Another year, another prime-time massacre in the sad land of Panem. You’ll recall that in the first “Hunger Games” movie, our spunky protagonist, Katniss Everdeen (Jennifer Lawrence), outfoxed government game-runners to emerge victorious at the end of the annual rite. This should have exempted her from further participation in these bloody extravaganzas, but Panem’s evil dictator, President Snow (Donald Sutherland), alarmed that Katniss has become a figurehead for mounting rebellion among his miserable subjects, has declared a special new edition of the Hunger Games that will pit past victors against one another in a new battle to the death. With any luck, he fervently hopes, Katniss will be among the corpses littering this year’s arena.
“The Hunger Games: Catching Fire” is in some ways a rerun of the first film — nearly 2 1/2 hours of teenage action-romance. But it’s a better movie. Even though the first installment grossed more than $680 million worldwide, the producers have brought in a new creative team to punch things up. Their wisest hire was director Francis Lawrence (“I Am Legend”), who whips the story along in a tightly focused style; the picture never sags or wanders.
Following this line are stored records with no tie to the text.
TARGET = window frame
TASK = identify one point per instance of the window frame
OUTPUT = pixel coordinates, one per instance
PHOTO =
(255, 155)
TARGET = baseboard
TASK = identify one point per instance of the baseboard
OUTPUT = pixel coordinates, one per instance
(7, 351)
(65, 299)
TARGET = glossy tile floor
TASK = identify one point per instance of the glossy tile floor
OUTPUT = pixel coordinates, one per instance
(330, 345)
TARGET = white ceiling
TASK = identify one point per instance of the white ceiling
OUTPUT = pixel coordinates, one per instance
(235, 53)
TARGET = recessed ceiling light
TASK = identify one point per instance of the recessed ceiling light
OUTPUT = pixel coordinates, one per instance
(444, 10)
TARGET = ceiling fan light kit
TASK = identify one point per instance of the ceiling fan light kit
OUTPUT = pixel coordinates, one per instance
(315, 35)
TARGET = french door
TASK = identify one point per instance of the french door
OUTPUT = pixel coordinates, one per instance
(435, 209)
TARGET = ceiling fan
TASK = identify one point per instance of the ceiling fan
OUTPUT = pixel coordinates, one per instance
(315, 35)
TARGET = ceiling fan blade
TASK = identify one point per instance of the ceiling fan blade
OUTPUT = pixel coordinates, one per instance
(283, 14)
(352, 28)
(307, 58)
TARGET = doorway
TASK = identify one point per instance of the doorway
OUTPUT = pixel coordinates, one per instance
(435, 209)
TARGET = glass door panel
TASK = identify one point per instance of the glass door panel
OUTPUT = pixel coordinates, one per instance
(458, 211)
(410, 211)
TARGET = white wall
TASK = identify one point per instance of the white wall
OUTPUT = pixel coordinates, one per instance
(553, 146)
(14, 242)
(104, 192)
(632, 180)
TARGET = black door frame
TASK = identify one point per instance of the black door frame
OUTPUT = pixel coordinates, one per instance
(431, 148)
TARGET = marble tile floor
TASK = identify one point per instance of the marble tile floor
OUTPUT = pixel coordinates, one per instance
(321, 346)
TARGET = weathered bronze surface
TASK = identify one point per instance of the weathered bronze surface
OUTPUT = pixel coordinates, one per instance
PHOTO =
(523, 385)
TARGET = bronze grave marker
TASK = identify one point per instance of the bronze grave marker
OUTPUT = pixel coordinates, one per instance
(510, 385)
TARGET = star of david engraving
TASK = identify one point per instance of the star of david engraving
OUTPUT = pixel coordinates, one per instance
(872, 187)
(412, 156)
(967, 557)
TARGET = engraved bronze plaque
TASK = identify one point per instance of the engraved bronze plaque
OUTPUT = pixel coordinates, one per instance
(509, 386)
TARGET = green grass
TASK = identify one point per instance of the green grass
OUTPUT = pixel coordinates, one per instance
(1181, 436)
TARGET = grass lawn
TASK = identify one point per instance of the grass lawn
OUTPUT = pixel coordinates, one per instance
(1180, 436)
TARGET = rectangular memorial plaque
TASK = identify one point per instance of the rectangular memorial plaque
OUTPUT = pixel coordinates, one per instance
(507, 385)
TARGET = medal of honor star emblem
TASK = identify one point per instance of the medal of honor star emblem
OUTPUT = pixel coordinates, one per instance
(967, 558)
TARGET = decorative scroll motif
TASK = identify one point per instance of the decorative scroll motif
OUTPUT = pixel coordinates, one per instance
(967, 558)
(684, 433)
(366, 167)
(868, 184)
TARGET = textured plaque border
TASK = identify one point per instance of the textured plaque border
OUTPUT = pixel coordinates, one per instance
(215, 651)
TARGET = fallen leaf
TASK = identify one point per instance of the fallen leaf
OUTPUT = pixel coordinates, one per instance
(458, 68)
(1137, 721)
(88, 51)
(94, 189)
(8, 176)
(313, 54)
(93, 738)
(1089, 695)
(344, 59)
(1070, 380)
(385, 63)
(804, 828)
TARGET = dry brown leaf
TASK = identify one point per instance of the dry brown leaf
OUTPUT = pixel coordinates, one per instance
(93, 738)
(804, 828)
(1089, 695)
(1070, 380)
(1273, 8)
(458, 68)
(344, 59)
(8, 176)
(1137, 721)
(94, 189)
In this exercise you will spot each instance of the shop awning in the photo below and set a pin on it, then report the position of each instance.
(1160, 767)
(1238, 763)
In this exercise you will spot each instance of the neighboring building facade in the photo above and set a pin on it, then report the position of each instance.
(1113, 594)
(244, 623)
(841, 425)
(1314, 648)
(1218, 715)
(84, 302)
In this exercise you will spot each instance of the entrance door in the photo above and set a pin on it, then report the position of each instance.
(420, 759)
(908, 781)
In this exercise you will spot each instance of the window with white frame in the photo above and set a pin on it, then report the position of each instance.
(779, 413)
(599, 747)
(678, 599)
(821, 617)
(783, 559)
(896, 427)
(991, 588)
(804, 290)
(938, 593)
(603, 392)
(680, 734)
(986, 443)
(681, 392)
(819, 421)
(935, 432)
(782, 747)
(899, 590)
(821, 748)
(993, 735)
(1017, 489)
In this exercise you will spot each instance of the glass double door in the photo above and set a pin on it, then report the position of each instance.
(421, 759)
It’s still a movie aimed at fans of Suzanne Collins’ best-selling YA novels — and of Jennifer Lawrence, naturally — but even viewers dragged into it kicking and screaming are unlikely to be entirely bored.
Most of the key actors are back in harness: Elizabeth Banks as Katniss’ fashion-victim chaperone, Effie Trinket; Woody Harrelson as her boozy coach, Haymitch Abernathy; and the great Stanley Tucci as Caesar Flickerman, the government game-show host from hell. (With his blazing-white teeth and purple eyebrows, he’s an icon of showbiz insincerity.) And there are some welcome new additions, too, chief among them Philip Seymour Hoffman as Plutarch Heavensbee, the weaselly government gamemaker. (“Fun is my business!”) Hoffman has never met a written character he can’t improve upon, and he devises a carefully ambiguous charm for this one. Jena Malone (“Sucker Punch”) brings a punkette energy to the role of ax-wielding contestant Johanna Mason, and Jeffrey Wright and Amanda Plummer add a sweet emotional layer to the film as the brainiac contestants Beetee and Wiress, who discern a crucial flaw in Plutarch’s insidious game design. Katniss is still saddled with mopey fake boyfriend Peeta Mellark (Josh Hutcherson), but he’s effectively crowded out this time by a far more engaging hunk, named Finnick Odair (Sam Claflin of “Snow White and the Huntsman“).
The movie advances the “Hunger Games” story in serviceable fashion. Katniss and her partner Peeta are compelled by Snow to leave their grim coal mining town and embark on a promotional tour of Panem’s other heavily oppressed districts. Snow also forces them to continue posing as girlfriend-boyfriend (“Our two lethal lovers!” Flickerman crows during a TV appearance) to add bogus romance to the grisly government narrative. Their ultimate destination is the Capitol, where Katniss’ stylist, Cinna (Lenny Kravitz), once again decks her out in about a half-pound of mascara and familiar fiery gowns (one of which unwisely announces his own rebel sympathies). After meeting their fellow contestants (“I want them all dead!” Snow hisses to Plutarch), they’re off to the arena — this time a hot, thick jungle arranged around a big lagoon with a Tilt-A-Whirl-style “cornucopia” of weapons at its center. The games begin.
Plutarch and Snow watch via video feed as the contestants are assaulted and knocked off by an unrelenting array of perils — an attack by giant baboons among the most fearsome. Director Lawrence stages all of this with sleek economy — there’s rarely a scene that lasts a moment longer than it should — and he skillfully balances the movie’s action with quieter interludes of plot-pushing conversation and even some chaste PG-13 nuzzling. Things grow dark at the end, as you know they must — until Katniss pulls one last arrow from her apparently bottomless quiver.
The movie was partly shot with Imax cameras for maximum widescreen impact, and you may be very happy to know that it’s not in 3-D. It is the middle installment of this story (the concluding chapter, profit-stretchingly broken into two films, will be released over the next two years), but it stands fairly well on its own. Apart from Sutherland — who, I think, murmurs too much to be convincing as a really rotten guy — the performers are well-suited to their roles and seem to be having fun with them.
The movie is tricked out with an expected component of digital and animatronic enhancements. But its most special effect, once again, is Jennifer Lawrence. Her deep talent as an actor is barely called upon here, but her serene beauty anchors the film. She’s required only to glow, and she does. And that’s enough.